Figure 3:. Pacing induced automaticity depression and sinoatrial node (SAN) exit blocks during adenosine (Ado) perfusion in failing canine and human hearts.

(A) Sinoatrial node optical action potential (OAP) and atrial electrocardiogram (ECG) recordings during and after pacing showing 2:1 SAN entrance block and subsequent exit blocks in a canine heart failure (HF) model. (B) Atrial and SAN OAPs during and after pacing showing exit blocks. [Data modified from (A) Lou et al. Circulation 2014 [19] and (B) Li et al. Sci Transl Med 2017 [11]]. SACT: sinoatrial conduction time; (c)SNRTi/d: (corrected) sinus node recovery time, indirect/direct.

Figure 4:. Sinoatrial node (SAN) reentry could lead to both tachycardia and bradycardia in experimental chronic canine myocardial infarction (MI) and heart failure (HF) models.

(A) In vivo electrocardiogram (ECG) recordings reveal maximum atrial pauses in post-MI canines at rest and ex vivo atrial ECG and SAN optical action potential (OAP) representing tachycardia and bradycardia due to SAN macro- and micro-reentry, respectively. (B) (Left) SAN model and epicardial activation map of fast-slow SAN macro-reentry in a canine model of chronic experimental MI. (Right) Micro-reentry within SAN and exit block in sinoatrial conduction pathways (SACPs) in HF model. [(A) Data modified from Glukhov et al. Circ Arrhythm Electrophysiol 2013 [22] (B-D) Data and models modified from Lou et al. Circulation 2014 [19]]. CT: crista terminalis; Endo: endocardium; Epi: epicardium; SACPs: sinoatrial conduction pathway; SVC: superior vena cava.

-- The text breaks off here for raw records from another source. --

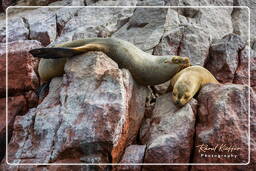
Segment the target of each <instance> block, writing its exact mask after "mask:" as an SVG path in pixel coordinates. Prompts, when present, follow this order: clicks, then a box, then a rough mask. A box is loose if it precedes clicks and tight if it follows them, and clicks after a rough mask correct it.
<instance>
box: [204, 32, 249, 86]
mask: <svg viewBox="0 0 256 171" xmlns="http://www.w3.org/2000/svg"><path fill="white" fill-rule="evenodd" d="M244 47H245V44H244V43H243V42H242V40H241V38H240V37H239V36H238V35H235V34H228V35H226V36H224V37H223V38H222V39H221V40H218V41H216V42H215V43H213V44H212V45H211V48H210V55H209V58H208V59H207V63H206V65H205V67H206V68H207V69H208V70H209V71H210V72H211V73H212V74H213V75H214V76H215V77H216V79H217V80H218V81H220V82H221V83H227V82H228V83H232V82H233V80H234V75H235V72H236V69H237V67H238V61H239V59H238V58H239V57H238V54H239V52H240V51H241V50H242V49H243V48H244Z"/></svg>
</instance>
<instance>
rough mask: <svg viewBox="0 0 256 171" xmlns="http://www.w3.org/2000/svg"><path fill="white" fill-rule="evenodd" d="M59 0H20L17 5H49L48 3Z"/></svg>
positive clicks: (45, 5) (34, 5)
mask: <svg viewBox="0 0 256 171" xmlns="http://www.w3.org/2000/svg"><path fill="white" fill-rule="evenodd" d="M55 1H58V0H37V1H33V0H19V1H18V2H17V3H16V5H17V6H47V5H48V4H50V3H52V2H55Z"/></svg>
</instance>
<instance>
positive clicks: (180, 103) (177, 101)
mask: <svg viewBox="0 0 256 171" xmlns="http://www.w3.org/2000/svg"><path fill="white" fill-rule="evenodd" d="M174 104H175V105H177V106H179V107H180V106H182V104H181V102H180V101H175V102H174Z"/></svg>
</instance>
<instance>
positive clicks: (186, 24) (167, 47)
mask: <svg viewBox="0 0 256 171" xmlns="http://www.w3.org/2000/svg"><path fill="white" fill-rule="evenodd" d="M185 21H186V20H185ZM209 46H210V36H209V33H208V32H205V31H204V29H203V28H202V27H198V26H196V25H191V24H189V23H187V22H184V16H182V15H180V14H178V12H177V11H175V10H173V9H169V11H168V14H167V16H166V23H165V33H164V36H163V37H162V39H161V42H160V43H159V44H158V45H157V46H156V47H155V49H154V53H155V54H157V55H178V56H187V57H189V58H190V60H191V63H192V64H193V65H201V66H202V65H204V63H205V59H206V58H207V56H208V51H209Z"/></svg>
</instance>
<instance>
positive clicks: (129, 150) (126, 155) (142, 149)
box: [113, 145, 146, 171]
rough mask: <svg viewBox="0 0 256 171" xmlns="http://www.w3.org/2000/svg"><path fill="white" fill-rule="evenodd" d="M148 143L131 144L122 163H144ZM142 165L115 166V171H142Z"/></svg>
mask: <svg viewBox="0 0 256 171" xmlns="http://www.w3.org/2000/svg"><path fill="white" fill-rule="evenodd" d="M145 149H146V145H130V146H128V147H127V148H126V149H125V152H124V155H123V157H122V159H121V161H120V163H123V164H124V163H134V164H136V163H143V158H144V153H145ZM141 168H142V166H141V165H121V166H116V167H114V169H113V170H114V171H141Z"/></svg>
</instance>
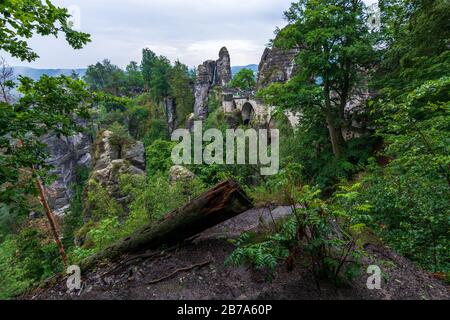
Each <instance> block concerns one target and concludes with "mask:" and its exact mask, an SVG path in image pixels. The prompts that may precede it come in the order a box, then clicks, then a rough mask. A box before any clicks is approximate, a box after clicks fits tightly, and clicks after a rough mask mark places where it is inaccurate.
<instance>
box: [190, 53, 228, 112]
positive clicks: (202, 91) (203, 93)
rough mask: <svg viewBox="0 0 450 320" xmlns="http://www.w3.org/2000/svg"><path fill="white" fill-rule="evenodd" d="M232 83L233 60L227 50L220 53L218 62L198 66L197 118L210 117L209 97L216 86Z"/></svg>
mask: <svg viewBox="0 0 450 320" xmlns="http://www.w3.org/2000/svg"><path fill="white" fill-rule="evenodd" d="M230 81H231V59H230V54H229V53H228V50H227V48H225V47H223V48H222V49H220V52H219V59H218V60H217V61H213V60H207V61H205V62H203V63H202V64H201V65H199V66H198V69H197V80H196V83H195V88H194V96H195V104H194V115H195V118H197V119H200V120H204V119H206V117H207V116H208V95H209V92H210V91H211V89H212V88H214V87H215V86H222V87H224V86H226V85H227V84H228V83H229V82H230Z"/></svg>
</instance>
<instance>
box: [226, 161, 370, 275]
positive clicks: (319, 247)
mask: <svg viewBox="0 0 450 320" xmlns="http://www.w3.org/2000/svg"><path fill="white" fill-rule="evenodd" d="M299 169H300V168H299V167H298V166H289V167H287V168H286V169H285V170H283V171H282V172H280V174H279V175H278V176H277V177H276V178H274V179H273V180H272V181H271V182H270V184H272V183H273V184H275V185H276V188H277V189H278V192H279V193H280V194H281V195H282V196H281V197H283V196H284V201H285V202H287V203H289V204H290V206H291V208H292V210H293V214H292V215H291V216H289V217H288V218H287V219H286V220H285V221H284V222H283V224H282V226H281V228H279V231H276V232H275V233H272V234H271V233H269V234H268V235H266V236H265V237H264V238H263V240H262V241H257V242H256V243H255V242H254V241H248V240H251V238H250V237H249V236H248V235H245V234H244V235H243V236H241V237H240V238H239V239H238V240H237V241H236V242H235V243H236V245H237V249H236V250H235V251H234V252H233V254H232V255H231V256H230V258H229V262H233V263H235V264H238V265H239V264H242V263H251V264H253V265H254V266H256V267H257V268H260V269H266V270H267V271H269V275H270V276H271V275H272V274H273V272H274V270H275V267H276V266H277V263H278V262H279V261H280V260H286V263H287V266H288V268H292V267H293V263H294V261H295V259H296V258H298V257H297V256H298V253H299V252H303V253H304V254H306V255H307V257H308V258H307V259H306V260H307V261H310V267H311V269H312V271H313V273H314V274H315V275H316V276H318V277H328V278H330V279H332V280H333V281H334V282H335V283H339V281H340V280H341V279H343V275H345V276H347V277H348V278H351V277H353V276H355V275H356V274H357V273H358V272H359V267H360V266H359V258H360V256H361V254H362V252H361V251H360V250H359V248H358V246H359V245H358V241H357V240H356V239H355V238H354V237H353V236H352V235H351V233H350V232H349V230H350V229H352V230H354V229H355V228H354V225H352V224H351V223H352V220H351V219H350V218H349V217H348V216H347V214H346V213H345V211H344V210H340V208H336V207H333V206H331V205H329V204H328V203H326V202H324V201H323V200H321V199H320V198H319V197H318V196H319V194H320V192H321V191H320V189H317V188H311V187H309V186H308V185H301V184H300V180H299V179H300V175H299V173H300V170H299ZM270 184H269V188H270ZM271 187H273V186H271ZM259 192H261V190H259ZM277 198H278V199H279V198H280V196H277Z"/></svg>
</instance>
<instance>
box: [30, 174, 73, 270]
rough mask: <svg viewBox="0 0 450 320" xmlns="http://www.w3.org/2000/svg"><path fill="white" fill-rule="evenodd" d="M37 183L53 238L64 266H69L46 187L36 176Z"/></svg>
mask: <svg viewBox="0 0 450 320" xmlns="http://www.w3.org/2000/svg"><path fill="white" fill-rule="evenodd" d="M36 179H37V181H36V185H37V187H38V190H39V200H40V201H41V204H42V206H43V207H44V211H45V214H46V216H47V220H48V222H49V224H50V229H51V231H52V235H53V238H54V239H55V242H56V245H57V247H58V251H59V254H60V255H61V259H62V261H63V263H64V266H65V267H66V268H67V264H68V260H67V255H66V252H65V251H64V246H63V244H62V243H61V239H60V238H59V233H58V229H57V228H56V222H55V217H54V216H53V212H52V210H51V209H50V206H49V205H48V202H47V198H46V196H45V189H44V186H43V185H42V182H41V179H40V178H39V177H37V178H36Z"/></svg>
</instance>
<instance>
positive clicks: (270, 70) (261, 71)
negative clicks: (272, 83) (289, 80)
mask: <svg viewBox="0 0 450 320" xmlns="http://www.w3.org/2000/svg"><path fill="white" fill-rule="evenodd" d="M297 53H298V50H297V49H292V50H288V51H285V50H283V49H278V48H266V49H265V50H264V53H263V55H262V57H261V62H260V63H259V68H258V81H257V89H261V88H265V87H267V86H268V85H270V84H272V83H275V82H285V81H287V80H289V79H290V78H291V76H292V74H293V73H294V71H295V63H294V58H295V55H296V54H297Z"/></svg>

Figure 5:. Fibrosis and structural remodeling of the canine and human sinoatrial node (SAN) pacemaker complex.

(A) Graph showing increasing percentage of age-related fibrous tissue volume to the total SAN volume, mean value, and standard deviation. (B) Histological Masson’s trichrome staining of human SAN with lateral SAN conduction pathways (SACP) outlined. (C) A sister section to panel (B) immunostained for connexin 43 (Cx43; green) and vimentin (red) showing increasing gradient of Cx43 expression from SAN to atria. (D) Summary data and Masson’s trichrome staining of fibrosis (blue) in the canine SAN pacemaker complex and SACP in control vs. heart failure (HF). [(A) From Shiraishi et al 1992 [42] (used with permission); (B,C) Data modified from Csepe et al Prog Biophys Mol Biol. 2016 [14] (D) Data adapted from Lou et al Circulation. 2014 [19]]. CT: crista terminalis.

Figure 6:. Heterogeneous protein expression in the sinoatrial node (SAN) vs. adjacent atrial tissue.

(A) Protein expression of hyperpolarization-activated cyclic nucleotide-gated channel (HCN) 1, 2 and 4 isoforms (left) and adenosine A1 receptor (A1R) and G protein-coupled inwardly rectifying potassium channel (GIRK4) (right), and summary data below show that these proteins are significantly higher in the SAN relative to atrial tissues; (B) Left, immunoblots showing protein expression pattern of A1R in the SAN compartments and in the atrial myocardium of control canine hearts ; right, summary of these data shows that A1R expression is significantly upregulated in the SAN compartments in heart failure (HF). [(A) Li et al. Circ Arrhythm Electrophysiol. 2015 [58] and Li et al. Sci Transl Med 2017 [11]; (B) Data modified from Lou et al. Circulation 2014 [19] (left)]. CT: crista terminalis; GAPDH: Glyceraldehyde 3-phosphate dehydrogenase; IAS: interatrial septum; RAFW: right atrial free wall.